The other two young wizards gawped at her. "You don't?"

Her eyes widened, and she clasped her hands, the flower in her hair blooming gloriously. "Look at the gifts of nature. The clear sky, the pure air, the tender grass, the birds. Nature is beautiful and sinless, and we, only we, are foolish. We don't understand that life is a paradise. We only have to understand that, and we would be immediately fulfilled in all its beauty and in harmony with all its creatures."

"That's lovely, but a Wizard's Wheel would kind of throwing the baby out with the bathwater," House said, scratching his chin with the black dagger. "Not to mention it would put us out of a job. Unless we manage to sneak in and put it directly under the dragon, we'd have to start the Wheel from a distance. The dragon would be able to sense the growing dead area and just fly away. A Wheel would have to be enormous to suck mana out of the ground fast enough to prevent the dragon from just flying away. Even if we set it up from a distance, the dragon would be able to see what we`re doing."

"If it would fly away at all," James said. "It seems unusually attached to its territory."

House cocked his head, thoughtful. "It does, doesn't it? Dragons are apex predators, they need an enormous amount of meat. Staying in one region like this isn't ecologically sound. I thought they usually just devastate an area and then move on, give the survivors time to build livestock populations up again.
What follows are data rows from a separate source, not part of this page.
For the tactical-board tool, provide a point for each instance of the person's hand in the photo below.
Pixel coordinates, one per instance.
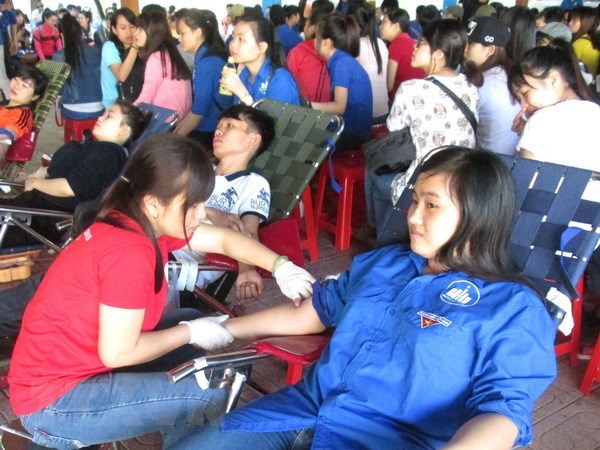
(225, 219)
(295, 282)
(231, 81)
(139, 38)
(31, 180)
(249, 285)
(208, 332)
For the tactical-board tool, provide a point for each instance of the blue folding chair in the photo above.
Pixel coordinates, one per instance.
(554, 235)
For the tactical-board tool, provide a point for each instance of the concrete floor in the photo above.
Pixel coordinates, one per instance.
(563, 418)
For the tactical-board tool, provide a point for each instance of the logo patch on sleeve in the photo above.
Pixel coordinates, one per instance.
(461, 293)
(430, 319)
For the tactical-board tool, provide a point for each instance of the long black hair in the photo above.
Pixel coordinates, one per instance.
(484, 191)
(521, 22)
(263, 31)
(129, 16)
(207, 22)
(365, 18)
(448, 36)
(539, 61)
(159, 39)
(343, 32)
(164, 166)
(72, 40)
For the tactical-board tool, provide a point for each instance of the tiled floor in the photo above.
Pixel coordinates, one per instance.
(563, 418)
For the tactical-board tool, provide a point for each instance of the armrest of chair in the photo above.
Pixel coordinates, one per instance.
(21, 218)
(293, 349)
(10, 183)
(280, 236)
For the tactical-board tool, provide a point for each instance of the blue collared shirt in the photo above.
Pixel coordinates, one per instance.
(346, 72)
(288, 37)
(207, 101)
(272, 83)
(413, 358)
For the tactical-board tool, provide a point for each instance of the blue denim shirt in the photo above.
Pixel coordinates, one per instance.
(274, 83)
(207, 100)
(346, 72)
(83, 85)
(413, 358)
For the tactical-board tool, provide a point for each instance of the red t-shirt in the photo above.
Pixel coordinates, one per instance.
(310, 72)
(57, 347)
(401, 50)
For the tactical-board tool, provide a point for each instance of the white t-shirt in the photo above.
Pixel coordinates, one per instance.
(497, 111)
(242, 193)
(367, 59)
(566, 133)
(433, 117)
(239, 193)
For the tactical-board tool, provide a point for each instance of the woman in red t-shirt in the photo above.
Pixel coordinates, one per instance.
(98, 309)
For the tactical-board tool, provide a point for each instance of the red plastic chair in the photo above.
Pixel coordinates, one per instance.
(280, 236)
(349, 170)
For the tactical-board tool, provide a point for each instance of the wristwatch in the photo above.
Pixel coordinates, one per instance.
(247, 100)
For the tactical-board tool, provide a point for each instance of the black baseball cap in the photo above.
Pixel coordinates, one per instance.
(488, 31)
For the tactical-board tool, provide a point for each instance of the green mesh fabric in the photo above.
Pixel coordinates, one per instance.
(302, 141)
(57, 73)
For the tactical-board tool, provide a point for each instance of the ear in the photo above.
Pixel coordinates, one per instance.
(489, 50)
(554, 78)
(124, 130)
(254, 140)
(151, 205)
(263, 46)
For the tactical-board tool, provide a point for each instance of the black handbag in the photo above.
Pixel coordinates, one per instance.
(391, 154)
(395, 152)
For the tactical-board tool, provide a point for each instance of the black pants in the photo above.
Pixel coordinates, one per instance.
(46, 226)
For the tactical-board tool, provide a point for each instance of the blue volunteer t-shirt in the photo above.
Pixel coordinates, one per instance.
(413, 357)
(207, 101)
(346, 72)
(274, 83)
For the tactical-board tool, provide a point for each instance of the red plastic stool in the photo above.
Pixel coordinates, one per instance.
(310, 241)
(297, 351)
(348, 169)
(74, 128)
(592, 373)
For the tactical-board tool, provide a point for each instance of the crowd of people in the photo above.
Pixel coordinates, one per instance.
(470, 81)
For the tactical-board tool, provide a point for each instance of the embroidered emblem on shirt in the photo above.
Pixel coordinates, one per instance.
(430, 319)
(461, 293)
(262, 201)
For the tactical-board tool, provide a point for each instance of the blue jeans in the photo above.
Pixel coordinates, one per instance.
(379, 199)
(78, 115)
(119, 405)
(214, 439)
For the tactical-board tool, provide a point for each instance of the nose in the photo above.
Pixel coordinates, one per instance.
(200, 212)
(414, 215)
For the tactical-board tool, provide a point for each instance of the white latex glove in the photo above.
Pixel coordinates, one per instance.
(208, 332)
(295, 282)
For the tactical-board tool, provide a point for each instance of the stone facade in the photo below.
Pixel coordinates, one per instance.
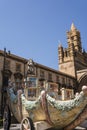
(72, 63)
(72, 58)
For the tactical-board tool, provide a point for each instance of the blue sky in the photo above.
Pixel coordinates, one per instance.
(33, 28)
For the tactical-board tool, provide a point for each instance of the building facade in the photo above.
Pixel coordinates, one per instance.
(72, 62)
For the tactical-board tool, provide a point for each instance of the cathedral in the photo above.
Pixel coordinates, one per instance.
(72, 73)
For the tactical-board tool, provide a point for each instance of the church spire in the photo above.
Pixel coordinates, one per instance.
(73, 27)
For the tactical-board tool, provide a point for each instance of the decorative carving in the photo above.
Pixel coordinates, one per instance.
(31, 67)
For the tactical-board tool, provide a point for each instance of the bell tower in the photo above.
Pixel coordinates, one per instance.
(73, 37)
(72, 58)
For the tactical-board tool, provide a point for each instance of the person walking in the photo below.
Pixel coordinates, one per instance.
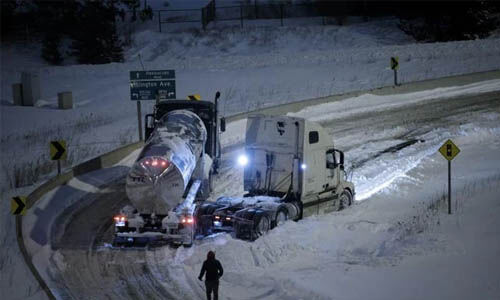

Strange, very strange."

"Why couldn't we use a cold-based spell, something like Savage Runes of Ice or the Frozen Invocation of Damnation?" Brother Chasuble persisted. "It's good for clearing out troglodytes from mine shafts."

With an air of strained patience, House said, "Look, son, have you ever cooked a potato on a campfire?"

"Of course. But what does that have to do with dragons?"

Ignoring the question, House continued, "And big potatoes cook slower than little ones, right?"

"Yes."

"What's your point, old man?" The centaur pawed the ground irritably.

"They also take longer to cool down. Don't bite into a big potato or you'll burn your mouth . . . " House looked up. The centaur's sword tip hovered only inches from his nose.

"We're serious here. The lives of hundreds of people may be at stake! Stop speaking in metaphors, magician."

"It's called gigantothermy, and it's not magic. Dragons are very big," he said, speaking slowly and clearly as if to a small and not particularly bright child. "They maintain a constant, relatively high body temperature simply by virtue of their greater volume to surface area ratio. It's going to take it days to cool down even a few degrees."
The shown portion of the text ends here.